Thursday, 21 November 2013

When your child isn't as nice as you'd always hoped.

Issy is NOT one of these I'm afraid.

I have a nasty feeling Issy may not always be a lovely child.

I don't think the situation is as dire as last year when I thought she called another child a name commonly given to a small sightless burrowing animal.   You can read that harrowing story here.

But sometimes she's not very nice.

Example 1.

Two weeks ago she came home with a new Beanie Boo.  Now a Beanie Boo (BB) is a smallish stuffed toy with freakishly large eyes. They are the current Kindy and Year 1 craze.  Girls and sometimes boys are frequently seen sitting in a circle, BB's in laps, discussing their various attributes, changing their names umpteen times and inventing role plays.
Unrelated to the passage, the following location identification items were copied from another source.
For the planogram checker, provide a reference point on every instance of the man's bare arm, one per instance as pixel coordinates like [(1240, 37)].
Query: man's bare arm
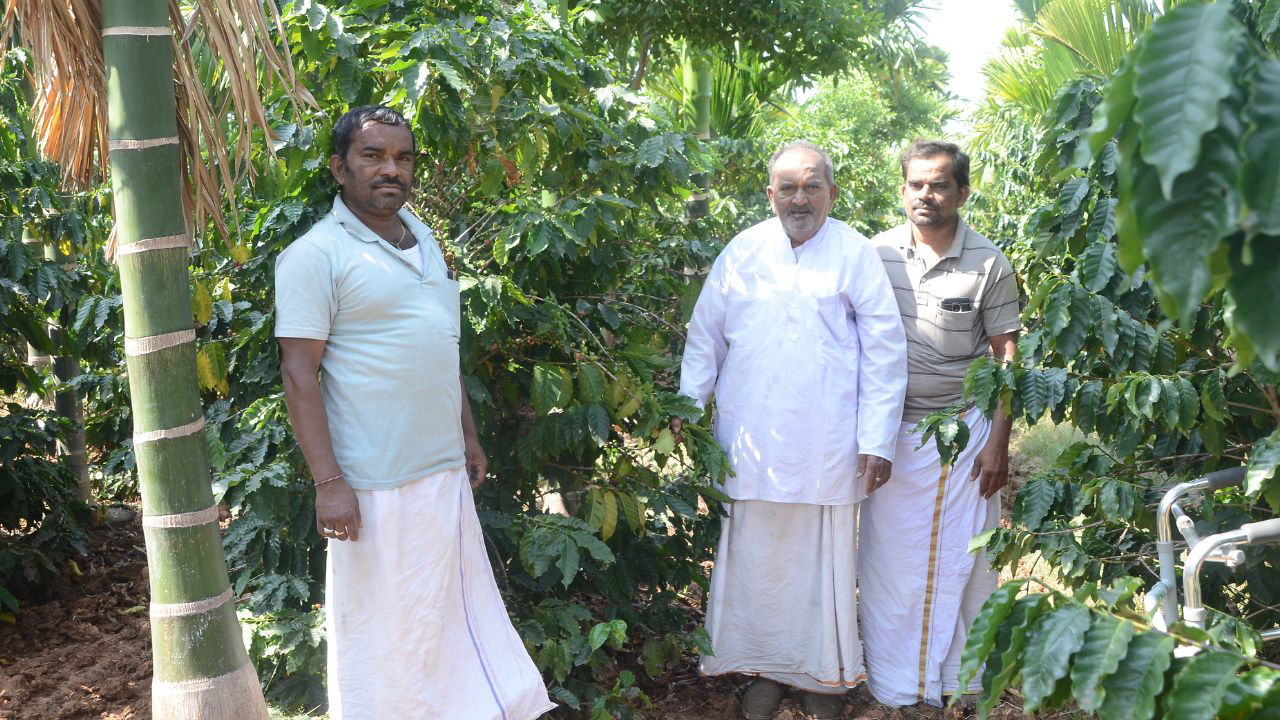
[(991, 468), (478, 465), (337, 507)]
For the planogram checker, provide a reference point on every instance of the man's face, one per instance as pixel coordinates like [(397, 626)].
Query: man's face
[(929, 192), (378, 172), (800, 195)]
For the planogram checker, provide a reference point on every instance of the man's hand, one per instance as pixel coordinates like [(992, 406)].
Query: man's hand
[(478, 465), (991, 466), (876, 469), (337, 510)]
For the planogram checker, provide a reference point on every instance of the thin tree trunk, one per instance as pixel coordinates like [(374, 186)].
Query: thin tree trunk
[(643, 64), (67, 401), (200, 665), (36, 358), (699, 82)]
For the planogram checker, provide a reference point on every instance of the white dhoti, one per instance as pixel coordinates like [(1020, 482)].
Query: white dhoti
[(782, 598), (416, 625), (919, 586)]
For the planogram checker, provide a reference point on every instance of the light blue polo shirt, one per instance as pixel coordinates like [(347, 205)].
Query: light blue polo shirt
[(389, 373)]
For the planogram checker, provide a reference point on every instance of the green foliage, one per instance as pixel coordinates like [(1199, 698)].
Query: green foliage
[(39, 529), (1101, 654), (1146, 246)]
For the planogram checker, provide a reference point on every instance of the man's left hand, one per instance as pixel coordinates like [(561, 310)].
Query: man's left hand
[(991, 468), (478, 465), (876, 470)]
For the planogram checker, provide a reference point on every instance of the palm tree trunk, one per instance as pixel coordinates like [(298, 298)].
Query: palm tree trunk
[(201, 669)]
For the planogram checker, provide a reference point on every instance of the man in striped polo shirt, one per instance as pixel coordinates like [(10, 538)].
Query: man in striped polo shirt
[(919, 586)]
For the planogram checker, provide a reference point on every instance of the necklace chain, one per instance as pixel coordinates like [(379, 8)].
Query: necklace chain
[(396, 244)]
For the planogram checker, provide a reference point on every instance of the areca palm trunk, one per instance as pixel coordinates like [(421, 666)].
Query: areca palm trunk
[(200, 669)]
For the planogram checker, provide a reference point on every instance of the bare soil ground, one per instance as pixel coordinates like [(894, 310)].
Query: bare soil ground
[(82, 650)]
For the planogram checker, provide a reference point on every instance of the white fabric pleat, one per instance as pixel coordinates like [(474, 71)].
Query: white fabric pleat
[(416, 624), (897, 525), (782, 598)]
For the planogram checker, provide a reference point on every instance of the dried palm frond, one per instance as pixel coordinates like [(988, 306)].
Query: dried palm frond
[(219, 110)]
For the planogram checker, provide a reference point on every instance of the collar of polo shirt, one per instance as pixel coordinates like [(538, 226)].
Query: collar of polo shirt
[(908, 240)]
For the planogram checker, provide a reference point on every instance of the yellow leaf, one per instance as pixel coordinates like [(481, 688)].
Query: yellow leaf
[(611, 514), (205, 369), (201, 304)]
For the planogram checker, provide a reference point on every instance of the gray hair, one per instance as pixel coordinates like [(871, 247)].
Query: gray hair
[(804, 145)]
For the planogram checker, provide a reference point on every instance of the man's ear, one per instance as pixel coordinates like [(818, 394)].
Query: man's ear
[(337, 168)]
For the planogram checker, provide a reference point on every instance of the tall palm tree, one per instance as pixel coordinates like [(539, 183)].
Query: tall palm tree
[(105, 90), (1057, 41)]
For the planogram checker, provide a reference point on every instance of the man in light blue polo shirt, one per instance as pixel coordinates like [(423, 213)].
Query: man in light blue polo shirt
[(368, 323)]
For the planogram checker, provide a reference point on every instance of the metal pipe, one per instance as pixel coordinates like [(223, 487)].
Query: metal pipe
[(1193, 607), (1249, 533), (1165, 531)]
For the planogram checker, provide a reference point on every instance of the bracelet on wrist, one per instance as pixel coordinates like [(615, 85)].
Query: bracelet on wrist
[(338, 477)]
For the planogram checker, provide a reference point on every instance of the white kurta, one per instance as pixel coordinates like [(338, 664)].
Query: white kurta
[(805, 358), (920, 588), (416, 624)]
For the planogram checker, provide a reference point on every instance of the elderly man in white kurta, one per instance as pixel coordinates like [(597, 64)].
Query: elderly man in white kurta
[(799, 340), (920, 586)]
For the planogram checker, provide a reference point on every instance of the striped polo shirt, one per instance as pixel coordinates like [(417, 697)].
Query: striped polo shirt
[(951, 306)]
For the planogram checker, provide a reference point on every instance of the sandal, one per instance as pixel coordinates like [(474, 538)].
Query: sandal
[(823, 706), (760, 700)]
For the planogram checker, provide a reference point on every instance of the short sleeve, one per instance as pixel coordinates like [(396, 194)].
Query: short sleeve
[(1000, 313), (305, 301)]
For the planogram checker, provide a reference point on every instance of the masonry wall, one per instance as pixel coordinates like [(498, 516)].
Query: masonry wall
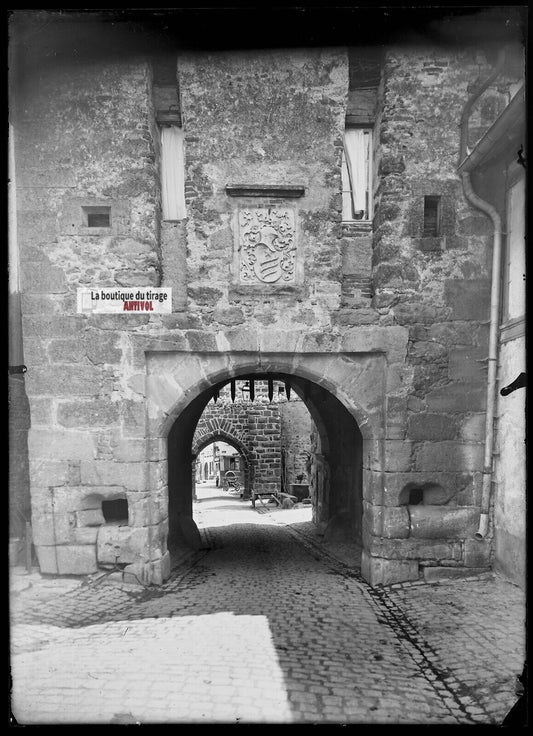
[(296, 429), (437, 287), (356, 299)]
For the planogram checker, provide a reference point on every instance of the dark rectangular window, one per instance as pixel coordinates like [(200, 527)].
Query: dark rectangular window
[(97, 216), (431, 217)]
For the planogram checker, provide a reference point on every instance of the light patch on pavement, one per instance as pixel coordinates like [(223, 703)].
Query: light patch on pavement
[(112, 673)]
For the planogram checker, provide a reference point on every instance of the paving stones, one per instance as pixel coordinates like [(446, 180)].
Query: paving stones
[(267, 626)]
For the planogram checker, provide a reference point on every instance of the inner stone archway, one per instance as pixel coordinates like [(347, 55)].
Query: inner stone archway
[(217, 434), (336, 460)]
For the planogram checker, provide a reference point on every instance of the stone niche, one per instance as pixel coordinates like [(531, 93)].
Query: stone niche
[(265, 226)]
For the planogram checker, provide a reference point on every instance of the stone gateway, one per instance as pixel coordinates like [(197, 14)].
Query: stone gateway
[(357, 269)]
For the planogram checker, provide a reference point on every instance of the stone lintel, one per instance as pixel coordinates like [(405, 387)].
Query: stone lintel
[(265, 190)]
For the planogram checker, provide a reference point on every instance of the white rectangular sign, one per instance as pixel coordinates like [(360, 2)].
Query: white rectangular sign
[(125, 300)]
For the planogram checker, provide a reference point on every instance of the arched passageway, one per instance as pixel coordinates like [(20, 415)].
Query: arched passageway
[(335, 468), (220, 435)]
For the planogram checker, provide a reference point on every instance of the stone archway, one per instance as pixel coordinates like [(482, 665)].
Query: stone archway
[(217, 434), (336, 470), (352, 385)]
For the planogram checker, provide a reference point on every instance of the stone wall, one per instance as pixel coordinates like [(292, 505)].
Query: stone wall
[(390, 324), (296, 430), (263, 432)]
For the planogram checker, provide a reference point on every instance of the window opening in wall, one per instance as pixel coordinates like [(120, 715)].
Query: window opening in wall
[(416, 496), (356, 174), (96, 216), (172, 173), (116, 510), (515, 267), (431, 217)]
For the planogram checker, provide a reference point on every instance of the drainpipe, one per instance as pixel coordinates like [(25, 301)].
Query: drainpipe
[(491, 212)]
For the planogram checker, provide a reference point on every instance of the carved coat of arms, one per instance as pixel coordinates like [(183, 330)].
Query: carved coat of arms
[(267, 245)]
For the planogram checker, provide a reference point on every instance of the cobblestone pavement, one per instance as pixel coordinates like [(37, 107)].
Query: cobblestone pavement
[(268, 624)]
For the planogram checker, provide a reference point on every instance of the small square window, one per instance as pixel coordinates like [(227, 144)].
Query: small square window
[(96, 216), (431, 217)]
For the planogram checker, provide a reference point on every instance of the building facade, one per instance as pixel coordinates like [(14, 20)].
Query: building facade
[(307, 208)]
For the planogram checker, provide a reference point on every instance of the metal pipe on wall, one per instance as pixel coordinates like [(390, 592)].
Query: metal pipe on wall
[(495, 296)]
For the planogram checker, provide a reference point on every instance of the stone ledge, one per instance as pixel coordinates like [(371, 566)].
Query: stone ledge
[(265, 190)]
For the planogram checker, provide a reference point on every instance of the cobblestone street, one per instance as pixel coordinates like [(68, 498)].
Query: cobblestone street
[(266, 624)]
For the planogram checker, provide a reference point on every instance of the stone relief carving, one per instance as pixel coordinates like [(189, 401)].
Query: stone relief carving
[(267, 245)]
Sounds nice and lovely doesn't it?  Unless you:

a. Don't have one.
b. Have one but want two.
c. Have two but want three etc
d. Have a pink one but want a blue one.
e. Have a bear but want a dog/turtle/cat...
f.  Have one but left it at home.
g. Have one but your Mum stole it to wash it because it's disgusting.

In any of the above cases, playing with BB's is a cause for angst, agony and a lot of whinging at home.  So much that any existing BB's are at great risk of ending up in the bin.

Issy has one white (now a nasty grey) BB.  When she came home with another very similar BB (even down to the dirt) I was surprised.  She assured me her friend G had said she could have it for the whole night.  So the new BB slept over and went back to school the next day.

I had reason to be up at Issy's class that day and happened to see G.  I thanked her for letting Issy borrow her BB for the night.  G, who is not a shy child, said crossly to me.

"I DIDN'T say she could have it for the night.  I SAID she could just have it for the afternoon and she took it ANYWAY."

Oh dear.

I apologised profusely, said it would never happen again and confronted Issy that afternoon.  She looked suitably sheepish.  She said she would apologise the next day.  I reinforced the importance of listening to your friends and not just doing what you want all the time.

I don't think she listened.  I think as far as she's concerned, what she wants to do is right and fair and good and other people and their feelings are just pawns in her game of life.

Example 2.

It's mufti day at school.  She picked out a very conservative (for her) pair of flowery board shorts and a blue tshirt to wear.  She is very conscious of the sun safe rules after many, many arguments over tank tops and dresses when she was younger.  At the last minute, disgusted by my desire that she wear runners, she put on a pair of cowboy boots and a denim jacket.

You know, even at 6 years old, that kid knows how to rock an outfit.  After years of fashion fear and faux pas of my own I am totally enthralled by her ability to dress.

Up at school her good friend T was wearing a beautiful long stripy flowing dress.  Issy would have been jealous because it was beautiful, and exactly the kind of dress I would veto.  It really was beautiful.  The other thing she also noticed and announced to me in a loud voice was that it was a tank style and therefore not sun safe.  I told her it didn't matter and she wasn't say a word.

Of course she did.  As soon as my attention was diverted I saw her swan up to T, and say something.  T, who up until that point had been laughing and playing, visibly slumped.  Another friend took her hand and they went to sit near their bags.

Issy the biatch strikes again.  Goodness knows how she actually phrased it.  I dread to think.

You know that feeling when you've made an effort and you're feeling pretty, and someone says something totally deflating.  We've all felt it.  I just watched someone feel it.

Even at 6.  It's possible.


Looking at that smile, you wouldn't think it possible...

I am devo.

Over I went, grabbed her arm and took her straight to T and made her apologise.  T, who is quite spirited herself, took a while to come around.  But she is a good sport and they were friends again by the time they went upstairs.

I need to get across to Issy, that if you do that sort of stuff to people, after a while, they stop forgiving you.  They'll find a friend who builds them up not brings them down.  They'll find a mate who listens instead of ignoring their wishes.

She's only 6 and she has a good heart.  I really don't think she sees how hurtful she can be.  But she is so touchy herself when her siblings tease her.   A classic case of happy to dish but can't take.  

I'm her mum and I love her so, but if these are just two incidents I've seen, goodness knows what she's getting up to when I'm not there.
One thing I know, I had a tough time at school, and I'm not going to EVER let my child be the cause of another kid's tough time.  I can see some battles ahead.